The process of beginning anti-depressants is an interesting one. You describe your symptoms to your doctor. They prescribe Zoloft. Well, Zoloft makes you lose creativity. So, you start Lexapro. Well, Lexapro makes you gain weight. So, you start Prozac. Well, Prozac makes you tired. So, you start Celexa. Celexa seems to work well. You still feel creative, but you don’t want to kill yourself anymore.
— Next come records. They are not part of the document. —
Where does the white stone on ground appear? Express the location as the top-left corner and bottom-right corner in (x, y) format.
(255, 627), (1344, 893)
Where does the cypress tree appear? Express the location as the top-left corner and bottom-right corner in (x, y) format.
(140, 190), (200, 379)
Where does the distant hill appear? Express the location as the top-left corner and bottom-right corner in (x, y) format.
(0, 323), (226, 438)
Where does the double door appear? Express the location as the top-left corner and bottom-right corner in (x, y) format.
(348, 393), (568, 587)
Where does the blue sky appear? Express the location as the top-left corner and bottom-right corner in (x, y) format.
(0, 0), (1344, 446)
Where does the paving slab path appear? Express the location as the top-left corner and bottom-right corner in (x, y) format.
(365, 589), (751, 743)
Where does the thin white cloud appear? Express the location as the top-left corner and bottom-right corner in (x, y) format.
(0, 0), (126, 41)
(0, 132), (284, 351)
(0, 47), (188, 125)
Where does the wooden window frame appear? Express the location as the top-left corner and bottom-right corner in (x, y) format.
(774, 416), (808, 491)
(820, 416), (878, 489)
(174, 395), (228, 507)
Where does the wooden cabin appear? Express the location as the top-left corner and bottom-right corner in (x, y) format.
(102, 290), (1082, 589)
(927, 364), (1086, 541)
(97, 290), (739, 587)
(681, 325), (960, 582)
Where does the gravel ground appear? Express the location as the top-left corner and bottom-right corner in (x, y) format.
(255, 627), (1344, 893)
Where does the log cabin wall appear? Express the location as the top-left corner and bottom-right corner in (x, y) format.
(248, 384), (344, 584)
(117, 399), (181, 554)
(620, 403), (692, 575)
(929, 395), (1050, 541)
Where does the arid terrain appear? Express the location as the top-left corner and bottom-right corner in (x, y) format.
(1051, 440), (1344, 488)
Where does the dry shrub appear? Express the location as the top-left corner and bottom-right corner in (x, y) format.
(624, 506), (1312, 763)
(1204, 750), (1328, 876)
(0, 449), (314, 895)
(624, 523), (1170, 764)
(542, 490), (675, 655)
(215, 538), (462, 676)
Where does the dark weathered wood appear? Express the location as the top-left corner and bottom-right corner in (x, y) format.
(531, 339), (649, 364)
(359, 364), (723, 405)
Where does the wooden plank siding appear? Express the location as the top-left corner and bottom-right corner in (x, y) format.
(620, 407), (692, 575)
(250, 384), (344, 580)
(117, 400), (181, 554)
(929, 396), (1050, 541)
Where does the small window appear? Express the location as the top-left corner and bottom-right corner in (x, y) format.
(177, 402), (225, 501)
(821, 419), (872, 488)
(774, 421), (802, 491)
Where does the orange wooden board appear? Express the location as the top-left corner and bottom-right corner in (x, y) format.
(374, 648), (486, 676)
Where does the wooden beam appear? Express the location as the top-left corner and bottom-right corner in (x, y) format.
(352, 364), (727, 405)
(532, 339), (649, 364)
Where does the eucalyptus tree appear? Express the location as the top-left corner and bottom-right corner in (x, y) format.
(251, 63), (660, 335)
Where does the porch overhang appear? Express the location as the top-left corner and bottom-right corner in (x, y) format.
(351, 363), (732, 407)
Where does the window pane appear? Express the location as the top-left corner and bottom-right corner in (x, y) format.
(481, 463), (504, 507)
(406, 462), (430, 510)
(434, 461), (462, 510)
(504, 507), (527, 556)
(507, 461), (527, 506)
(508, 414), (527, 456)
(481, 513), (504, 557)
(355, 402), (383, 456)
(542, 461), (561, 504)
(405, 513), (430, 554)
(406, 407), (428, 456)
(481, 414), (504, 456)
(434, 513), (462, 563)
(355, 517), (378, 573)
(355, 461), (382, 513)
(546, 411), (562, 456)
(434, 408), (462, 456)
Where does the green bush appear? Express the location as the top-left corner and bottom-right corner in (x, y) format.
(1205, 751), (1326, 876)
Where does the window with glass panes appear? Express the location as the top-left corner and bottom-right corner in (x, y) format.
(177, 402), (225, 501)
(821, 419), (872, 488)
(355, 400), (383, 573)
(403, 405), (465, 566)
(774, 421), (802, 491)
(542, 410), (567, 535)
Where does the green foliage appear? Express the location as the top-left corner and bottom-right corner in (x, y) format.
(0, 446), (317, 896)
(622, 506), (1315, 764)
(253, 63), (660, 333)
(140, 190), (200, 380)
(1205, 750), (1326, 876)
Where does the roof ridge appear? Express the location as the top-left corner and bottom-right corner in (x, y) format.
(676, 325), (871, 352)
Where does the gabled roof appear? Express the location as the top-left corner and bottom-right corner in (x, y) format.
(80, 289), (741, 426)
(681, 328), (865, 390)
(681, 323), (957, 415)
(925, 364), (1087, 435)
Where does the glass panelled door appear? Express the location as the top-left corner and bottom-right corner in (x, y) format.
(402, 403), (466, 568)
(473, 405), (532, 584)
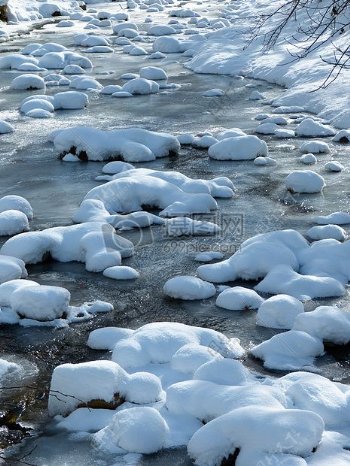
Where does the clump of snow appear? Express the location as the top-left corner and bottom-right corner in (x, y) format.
(256, 294), (304, 330)
(285, 170), (326, 194)
(93, 407), (169, 454)
(0, 253), (28, 284)
(1, 222), (133, 278)
(188, 406), (324, 466)
(293, 306), (350, 345)
(314, 212), (350, 225)
(0, 120), (15, 134)
(255, 265), (345, 299)
(295, 118), (335, 138)
(208, 136), (268, 160)
(49, 360), (163, 416)
(112, 322), (244, 369)
(250, 330), (324, 371)
(216, 286), (264, 311)
(11, 74), (46, 91)
(306, 224), (347, 241)
(163, 276), (216, 300)
(53, 127), (180, 162)
(103, 265), (140, 280)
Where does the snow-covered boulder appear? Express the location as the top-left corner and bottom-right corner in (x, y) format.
(163, 276), (216, 300)
(53, 127), (180, 162)
(255, 265), (346, 299)
(11, 74), (46, 91)
(256, 294), (304, 330)
(10, 286), (70, 321)
(314, 212), (350, 225)
(285, 170), (326, 194)
(1, 222), (133, 278)
(188, 406), (324, 466)
(306, 224), (347, 241)
(123, 78), (159, 95)
(49, 360), (163, 416)
(0, 120), (15, 134)
(93, 407), (169, 454)
(0, 210), (29, 236)
(0, 253), (28, 284)
(295, 118), (335, 138)
(208, 136), (268, 160)
(53, 91), (89, 110)
(140, 66), (168, 81)
(112, 322), (244, 369)
(250, 330), (324, 371)
(293, 306), (350, 345)
(216, 286), (264, 311)
(153, 36), (184, 53)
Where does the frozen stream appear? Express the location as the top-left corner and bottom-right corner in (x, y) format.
(0, 4), (350, 466)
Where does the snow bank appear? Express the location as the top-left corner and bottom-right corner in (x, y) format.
(163, 276), (216, 300)
(53, 127), (180, 162)
(216, 286), (264, 311)
(188, 407), (324, 466)
(1, 222), (133, 278)
(250, 330), (324, 371)
(93, 407), (169, 454)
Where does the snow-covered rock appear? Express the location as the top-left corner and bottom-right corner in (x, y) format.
(285, 170), (326, 194)
(163, 276), (216, 300)
(11, 74), (46, 91)
(208, 136), (268, 160)
(250, 330), (324, 371)
(306, 224), (347, 241)
(93, 407), (169, 454)
(293, 306), (350, 345)
(53, 127), (180, 162)
(256, 294), (304, 330)
(295, 118), (335, 138)
(216, 286), (264, 311)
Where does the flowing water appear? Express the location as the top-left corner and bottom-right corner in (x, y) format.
(0, 4), (350, 466)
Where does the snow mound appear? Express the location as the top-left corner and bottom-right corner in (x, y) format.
(295, 118), (336, 138)
(85, 175), (217, 217)
(163, 276), (216, 300)
(255, 265), (345, 299)
(306, 224), (347, 241)
(112, 322), (244, 368)
(208, 136), (268, 160)
(93, 407), (169, 454)
(216, 286), (264, 311)
(285, 170), (326, 194)
(53, 127), (180, 162)
(0, 253), (28, 284)
(11, 74), (46, 91)
(250, 330), (324, 371)
(188, 407), (324, 466)
(0, 120), (15, 134)
(314, 212), (350, 225)
(1, 222), (133, 278)
(10, 285), (70, 321)
(0, 210), (29, 236)
(293, 306), (350, 345)
(49, 360), (163, 416)
(256, 294), (304, 330)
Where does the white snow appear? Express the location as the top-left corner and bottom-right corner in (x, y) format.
(208, 136), (268, 160)
(285, 170), (326, 194)
(256, 294), (304, 330)
(250, 330), (324, 371)
(216, 286), (264, 311)
(163, 276), (216, 300)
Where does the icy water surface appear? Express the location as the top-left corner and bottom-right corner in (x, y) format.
(0, 4), (350, 466)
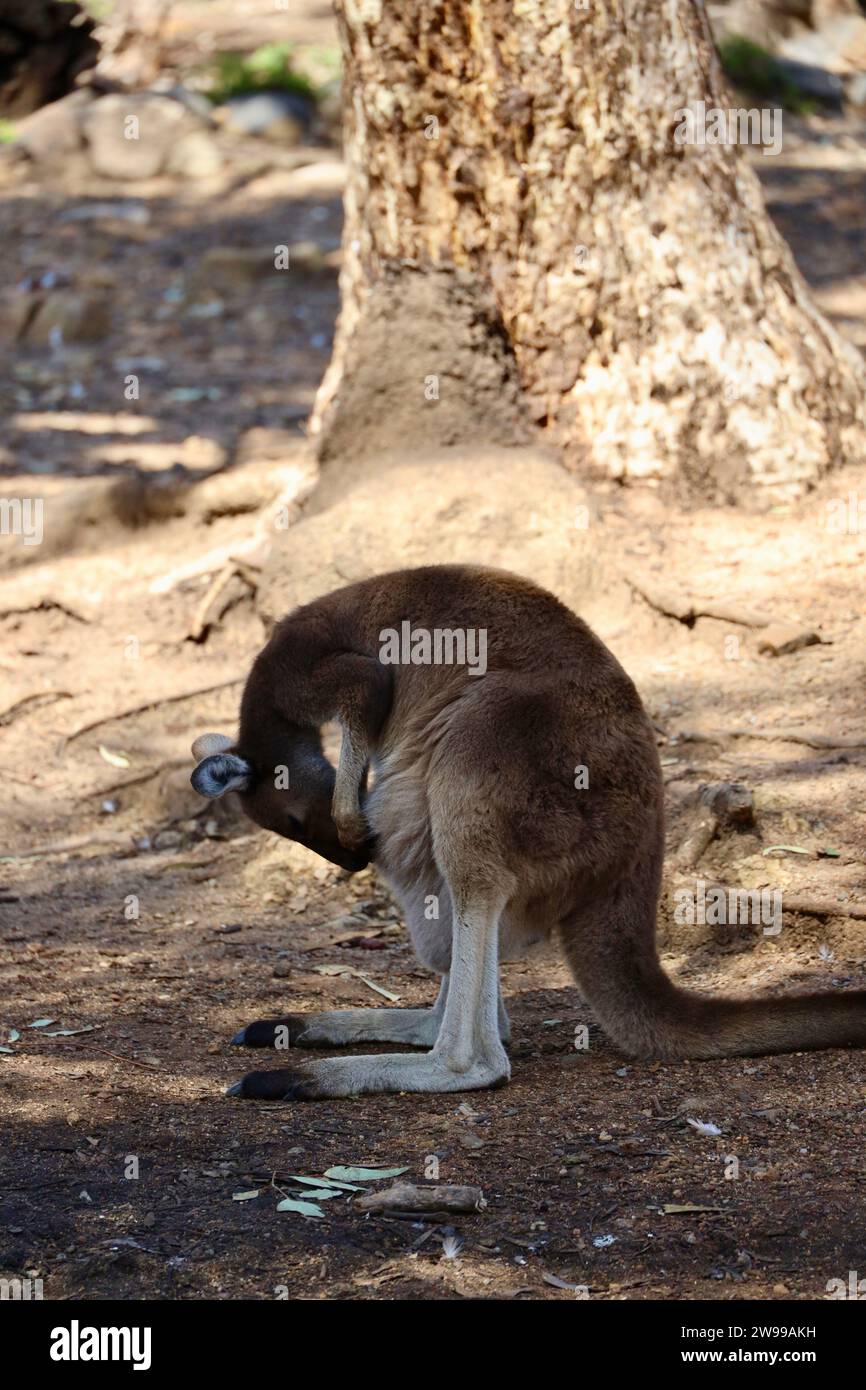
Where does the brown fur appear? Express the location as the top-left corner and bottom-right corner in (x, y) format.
(191, 566), (866, 1094)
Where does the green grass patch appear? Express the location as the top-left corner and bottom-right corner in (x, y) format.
(719, 33), (820, 115)
(203, 43), (317, 106)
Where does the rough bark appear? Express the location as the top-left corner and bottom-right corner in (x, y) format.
(311, 0), (866, 498)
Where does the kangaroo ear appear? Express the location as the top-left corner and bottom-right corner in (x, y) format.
(189, 756), (253, 799)
(192, 734), (235, 763)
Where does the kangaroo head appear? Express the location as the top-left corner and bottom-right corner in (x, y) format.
(190, 734), (253, 799)
(190, 719), (370, 872)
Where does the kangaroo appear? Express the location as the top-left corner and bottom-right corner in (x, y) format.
(192, 564), (866, 1099)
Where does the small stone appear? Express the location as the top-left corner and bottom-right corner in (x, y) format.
(214, 92), (314, 146)
(24, 289), (111, 348)
(82, 93), (193, 179)
(153, 830), (183, 849)
(165, 131), (222, 179)
(701, 783), (755, 826)
(758, 623), (822, 656)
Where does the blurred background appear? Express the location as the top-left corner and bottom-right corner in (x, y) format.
(0, 0), (866, 1298)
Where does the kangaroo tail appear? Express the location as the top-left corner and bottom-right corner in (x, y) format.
(562, 894), (866, 1061)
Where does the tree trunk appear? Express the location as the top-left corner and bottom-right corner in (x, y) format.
(311, 0), (866, 499)
(0, 0), (99, 118)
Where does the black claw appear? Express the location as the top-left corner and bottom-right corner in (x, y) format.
(226, 1013), (313, 1052)
(225, 1070), (316, 1101)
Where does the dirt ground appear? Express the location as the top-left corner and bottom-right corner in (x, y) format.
(0, 0), (866, 1300)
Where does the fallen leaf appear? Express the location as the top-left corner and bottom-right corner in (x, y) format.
(541, 1272), (589, 1298)
(685, 1119), (721, 1138)
(325, 1163), (409, 1183)
(277, 1197), (325, 1216)
(288, 1173), (364, 1193)
(284, 1187), (339, 1202)
(659, 1202), (727, 1216)
(43, 1023), (99, 1038)
(99, 744), (129, 767)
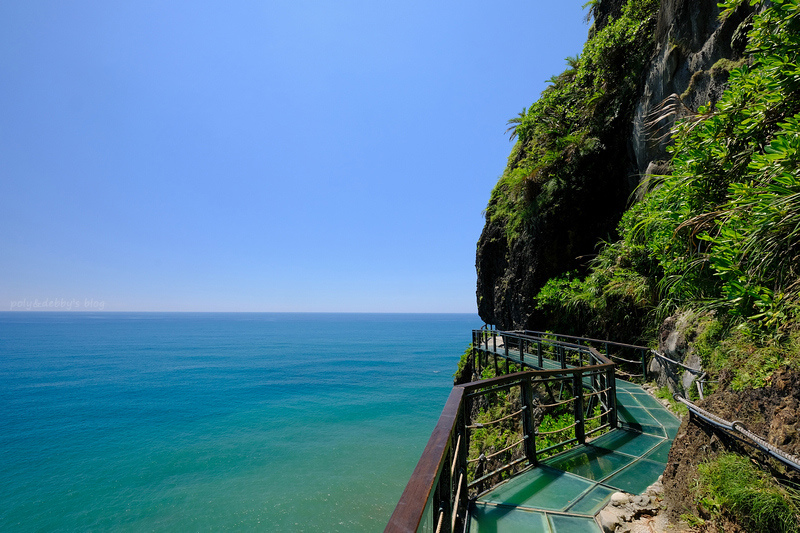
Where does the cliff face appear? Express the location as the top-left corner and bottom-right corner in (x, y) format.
(476, 0), (752, 329)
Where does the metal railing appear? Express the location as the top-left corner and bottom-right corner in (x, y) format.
(386, 329), (617, 533)
(512, 330), (653, 380)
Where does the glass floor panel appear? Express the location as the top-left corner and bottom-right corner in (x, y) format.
(470, 353), (681, 533)
(617, 405), (661, 426)
(567, 485), (617, 515)
(634, 393), (664, 410)
(591, 431), (666, 457)
(645, 440), (672, 464)
(544, 444), (634, 481)
(548, 514), (602, 533)
(469, 502), (550, 533)
(480, 467), (594, 511)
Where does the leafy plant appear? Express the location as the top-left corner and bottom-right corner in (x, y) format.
(696, 453), (800, 533)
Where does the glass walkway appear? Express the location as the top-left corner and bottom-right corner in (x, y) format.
(470, 379), (680, 533)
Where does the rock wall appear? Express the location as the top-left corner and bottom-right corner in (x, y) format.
(475, 0), (752, 329)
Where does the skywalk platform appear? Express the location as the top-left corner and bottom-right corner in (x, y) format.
(470, 379), (680, 533)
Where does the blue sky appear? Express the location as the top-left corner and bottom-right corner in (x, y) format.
(0, 0), (588, 313)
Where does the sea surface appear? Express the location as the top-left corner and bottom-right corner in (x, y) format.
(0, 312), (481, 532)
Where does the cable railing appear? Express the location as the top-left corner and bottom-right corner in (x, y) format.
(673, 394), (800, 472)
(386, 329), (617, 533)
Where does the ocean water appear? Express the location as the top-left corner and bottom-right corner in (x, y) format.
(0, 312), (480, 532)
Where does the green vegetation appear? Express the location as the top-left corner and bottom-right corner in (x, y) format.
(655, 387), (689, 416)
(695, 453), (800, 533)
(524, 0), (800, 380)
(486, 0), (660, 241)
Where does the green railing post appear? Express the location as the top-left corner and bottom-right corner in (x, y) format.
(606, 366), (617, 429)
(639, 349), (647, 381)
(520, 377), (538, 466)
(572, 372), (586, 444)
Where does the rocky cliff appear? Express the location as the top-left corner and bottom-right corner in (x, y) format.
(476, 0), (753, 329)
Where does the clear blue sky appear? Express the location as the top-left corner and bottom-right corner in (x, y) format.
(0, 0), (588, 312)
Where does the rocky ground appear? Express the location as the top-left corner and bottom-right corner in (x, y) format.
(597, 370), (800, 533)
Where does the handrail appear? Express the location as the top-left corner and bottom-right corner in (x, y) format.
(673, 394), (800, 472)
(385, 330), (617, 533)
(500, 330), (651, 378)
(384, 386), (464, 533)
(513, 329), (650, 350)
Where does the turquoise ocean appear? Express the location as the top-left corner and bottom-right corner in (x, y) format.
(0, 312), (481, 532)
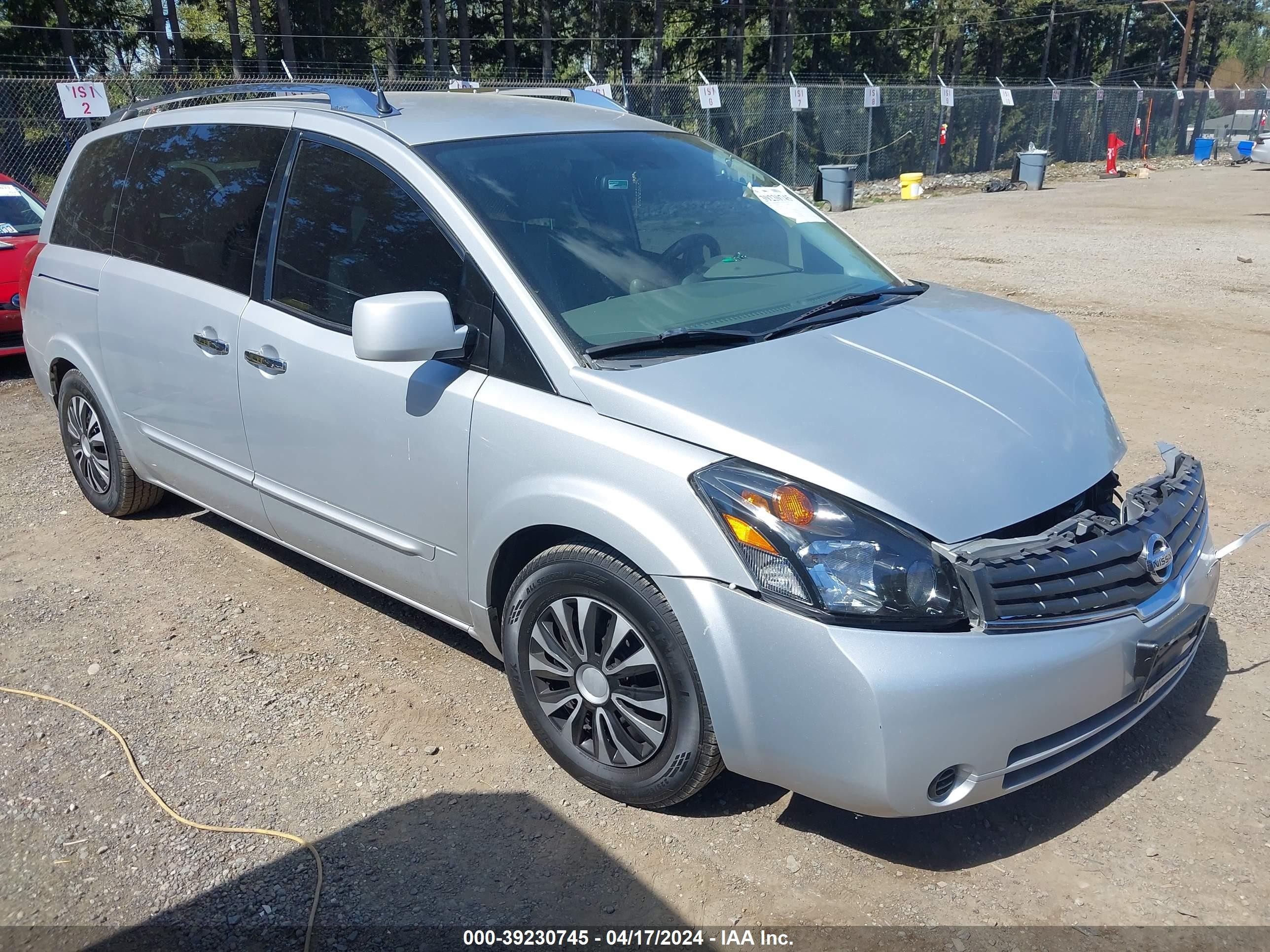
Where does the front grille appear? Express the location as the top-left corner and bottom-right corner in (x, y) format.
(969, 457), (1208, 622)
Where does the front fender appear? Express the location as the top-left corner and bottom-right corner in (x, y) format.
(467, 379), (753, 647)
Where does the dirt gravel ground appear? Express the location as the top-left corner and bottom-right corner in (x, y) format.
(7, 168), (1270, 950)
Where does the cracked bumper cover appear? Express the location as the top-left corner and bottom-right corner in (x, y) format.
(657, 531), (1219, 816)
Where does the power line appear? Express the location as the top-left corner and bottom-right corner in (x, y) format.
(0, 0), (1153, 44)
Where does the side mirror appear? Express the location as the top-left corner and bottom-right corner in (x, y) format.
(353, 291), (467, 362)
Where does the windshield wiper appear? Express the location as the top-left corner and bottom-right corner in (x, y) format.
(763, 282), (930, 340)
(583, 328), (762, 357)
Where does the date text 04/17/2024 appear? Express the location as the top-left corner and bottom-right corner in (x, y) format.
(463, 929), (792, 948)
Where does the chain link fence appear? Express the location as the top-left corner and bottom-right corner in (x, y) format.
(0, 75), (1270, 197)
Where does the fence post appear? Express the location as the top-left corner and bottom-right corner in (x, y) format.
(1085, 80), (1102, 163)
(864, 72), (873, 181)
(931, 76), (948, 175)
(1125, 80), (1142, 159)
(988, 76), (1006, 172)
(1045, 76), (1058, 152)
(790, 109), (798, 188)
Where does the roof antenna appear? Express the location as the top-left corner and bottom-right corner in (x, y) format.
(371, 66), (392, 115)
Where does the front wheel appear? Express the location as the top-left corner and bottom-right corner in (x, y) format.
(503, 544), (723, 807)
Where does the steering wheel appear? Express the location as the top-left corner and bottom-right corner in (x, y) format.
(657, 231), (723, 280)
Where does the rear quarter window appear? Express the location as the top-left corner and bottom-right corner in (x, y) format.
(114, 124), (287, 295)
(48, 131), (141, 254)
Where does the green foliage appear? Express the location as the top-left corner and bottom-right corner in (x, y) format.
(1222, 5), (1270, 81)
(0, 0), (1270, 85)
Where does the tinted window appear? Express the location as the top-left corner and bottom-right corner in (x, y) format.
(49, 132), (140, 254)
(271, 142), (462, 328)
(114, 126), (287, 295)
(489, 301), (555, 394)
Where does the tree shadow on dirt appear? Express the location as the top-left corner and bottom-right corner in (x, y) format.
(780, 621), (1228, 871)
(0, 354), (31, 382)
(91, 793), (683, 952)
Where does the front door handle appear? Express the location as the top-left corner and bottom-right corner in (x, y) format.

That’s my story. I went through several different medicines before settling on Celexa. One made me gain weight. One made me lose creativity (and I’m pretty sure it re-wired something wrong in my brain). One made me even more tired (which I wasn’t sure was even possible. I took the medicine for a while, until my then-boyfriend continually told me that I was weak for needing medicine. He told me that I was weak because I was depressed. He told me that I shouldn’t take medicine. So, I went off of them. It’s been about a year since I stopped taking them.
It’s been so long. I did so well, but then 2016 was. . . well, 2016 was 2016. My boyfriend left me (really ended up being more of a blessing). My best friend left me. I had no friends at college. My roommate situation wasn’t good. Those feelings returned. I lost motivation to go to class. I lost motivation to do anything. I lost hope. I thought I had lost myself. I really didn’t want to start on medicine again; it had been nearly a year. I was doing so well before. I shouldn’t need to go back on the medicine. I also worried because most of my creative flow was powered by my sadness.
Tonight, I took my first pill again.
So, this is my message: It’s okay if you’re not okay. It’s okay to seek help. It’s okay if that help comes from medicine, exercise, friends, whatever. It’s okay if you’ve been good for a while. It’s okay to relapse. You’re human. You’ll be okay.
The relapse is okay. You’ll survive. You’ll be okay.